The life of Ryley

HOW DO you acquire the new skills of journalism without losing the old?  According to the Executive editor of Sky News, John Ryley, those responsive to change will make the best journalists at a time when multimedia skills are ‘in demand’.  This is particularly evident in the current job market where potential employers expect applicants to possess proficiencies in print, broadcast, and online reporting.

Unsurprisingly, more students seek to combine the skills of print with those of new media as typified by second year Journalism and English student, Alice Pugh.  She has teamed up with Coventry University’s very own online TV Channel as part of a two week professional work placement, and will be creating various audio and video packages to “promote the city of Coventry in a positive light”.

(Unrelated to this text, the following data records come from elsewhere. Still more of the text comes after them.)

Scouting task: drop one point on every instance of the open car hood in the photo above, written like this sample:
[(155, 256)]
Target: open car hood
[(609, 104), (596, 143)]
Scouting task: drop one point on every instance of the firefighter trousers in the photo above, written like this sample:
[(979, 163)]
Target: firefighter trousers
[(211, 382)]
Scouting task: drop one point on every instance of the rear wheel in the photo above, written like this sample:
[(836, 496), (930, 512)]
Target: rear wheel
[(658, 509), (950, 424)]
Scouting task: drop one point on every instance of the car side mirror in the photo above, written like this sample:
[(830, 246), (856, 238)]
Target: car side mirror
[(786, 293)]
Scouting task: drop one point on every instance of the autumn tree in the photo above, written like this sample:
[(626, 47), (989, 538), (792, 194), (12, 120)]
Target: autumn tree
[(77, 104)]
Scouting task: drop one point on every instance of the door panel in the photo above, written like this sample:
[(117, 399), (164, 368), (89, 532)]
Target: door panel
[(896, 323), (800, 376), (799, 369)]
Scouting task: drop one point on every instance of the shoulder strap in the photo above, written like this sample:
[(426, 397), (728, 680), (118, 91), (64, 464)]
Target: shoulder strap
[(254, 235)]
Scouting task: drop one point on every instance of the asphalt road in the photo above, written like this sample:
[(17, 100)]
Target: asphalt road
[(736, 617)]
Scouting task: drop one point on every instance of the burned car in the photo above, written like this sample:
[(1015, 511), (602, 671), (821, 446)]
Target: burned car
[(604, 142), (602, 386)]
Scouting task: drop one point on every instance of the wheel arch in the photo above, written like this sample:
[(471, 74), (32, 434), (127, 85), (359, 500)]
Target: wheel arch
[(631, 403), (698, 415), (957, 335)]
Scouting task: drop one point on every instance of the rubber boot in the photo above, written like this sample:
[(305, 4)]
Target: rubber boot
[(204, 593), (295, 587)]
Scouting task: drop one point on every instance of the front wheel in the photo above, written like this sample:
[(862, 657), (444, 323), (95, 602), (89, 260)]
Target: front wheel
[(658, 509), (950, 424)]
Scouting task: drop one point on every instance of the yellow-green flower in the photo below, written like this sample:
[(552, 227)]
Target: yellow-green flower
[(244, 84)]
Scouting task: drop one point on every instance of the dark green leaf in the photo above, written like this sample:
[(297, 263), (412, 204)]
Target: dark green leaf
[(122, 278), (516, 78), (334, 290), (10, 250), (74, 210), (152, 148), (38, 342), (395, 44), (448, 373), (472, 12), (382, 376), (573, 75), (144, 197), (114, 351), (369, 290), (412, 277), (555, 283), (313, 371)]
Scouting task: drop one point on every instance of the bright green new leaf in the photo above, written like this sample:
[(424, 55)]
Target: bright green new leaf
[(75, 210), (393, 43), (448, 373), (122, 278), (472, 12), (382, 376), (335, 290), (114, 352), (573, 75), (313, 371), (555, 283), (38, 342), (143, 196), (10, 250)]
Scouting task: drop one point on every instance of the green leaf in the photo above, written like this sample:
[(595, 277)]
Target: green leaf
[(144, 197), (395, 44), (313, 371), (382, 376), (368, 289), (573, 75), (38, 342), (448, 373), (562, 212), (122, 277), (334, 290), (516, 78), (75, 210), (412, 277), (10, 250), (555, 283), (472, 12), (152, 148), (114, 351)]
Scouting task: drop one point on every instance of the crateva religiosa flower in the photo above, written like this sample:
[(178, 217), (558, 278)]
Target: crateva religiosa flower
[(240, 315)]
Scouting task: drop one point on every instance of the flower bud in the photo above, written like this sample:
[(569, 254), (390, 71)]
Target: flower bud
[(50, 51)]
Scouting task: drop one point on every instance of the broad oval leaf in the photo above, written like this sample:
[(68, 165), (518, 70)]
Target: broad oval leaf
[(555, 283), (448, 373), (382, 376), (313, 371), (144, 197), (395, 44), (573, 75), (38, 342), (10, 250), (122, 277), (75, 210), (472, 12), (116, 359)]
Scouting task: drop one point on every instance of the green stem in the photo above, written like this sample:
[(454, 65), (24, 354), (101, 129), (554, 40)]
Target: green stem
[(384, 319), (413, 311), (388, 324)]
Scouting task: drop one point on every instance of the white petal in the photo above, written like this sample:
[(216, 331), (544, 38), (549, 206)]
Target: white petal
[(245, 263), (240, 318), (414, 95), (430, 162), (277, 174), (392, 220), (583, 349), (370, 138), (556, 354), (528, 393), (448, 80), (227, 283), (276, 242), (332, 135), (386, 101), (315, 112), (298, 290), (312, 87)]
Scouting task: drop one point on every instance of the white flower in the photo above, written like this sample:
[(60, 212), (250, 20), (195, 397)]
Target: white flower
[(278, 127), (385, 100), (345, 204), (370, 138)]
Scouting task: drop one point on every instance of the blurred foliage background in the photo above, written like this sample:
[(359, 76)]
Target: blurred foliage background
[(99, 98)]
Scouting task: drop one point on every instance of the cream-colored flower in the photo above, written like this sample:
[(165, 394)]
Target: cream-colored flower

Under the supervision of Marketing and Communication’s Creative Multimedia Manager, Peter Woodbridge, Pugh’s efforts will focus on “the legends of Coventry, which is quite topical and fashionable right now because of the Specials”.  The 1970s Coventry band will make their comeback in the coming weeks, with Pugh deciding to “look at music now and in the past, how it compares, and determine which is better”.

Pugh is hoping to create a feature legth interview on the Specials and local bands

20-year-old Pugh, who is from Reading, said: “Peter has been really open to my ideas, and has allowed me to do something that really interests me.  Although I am working within a brief, I will be able to contact the people I want, and interview them how I want.  I consider this to be very important.”

Pugh will initially record and edit a number of audio packages which will be made available on the Coventry University Podcast website, before helping to present and film feature length interviews with various Coventry bands.  She hopes the placement will enhance her research methods, and her ability to conduct interviews “in a more natural manner”.

Pugh revealed that her principle interest when conducting interviews in front of the camera will be “the social, rather than the technical aspect” of those bands which are set to perform at this year’s Godiva and Jazz Musical Festivals.

“This project will allow me to sit down with someone and define the most suitable way of obtaining this information.  The more I do it, the more confident I will become in talking to people, which is the number one reason as to why I am doing this.  I don’t have any experience of filming video, so working with Peter will hopefully readdress this,” Pugh said.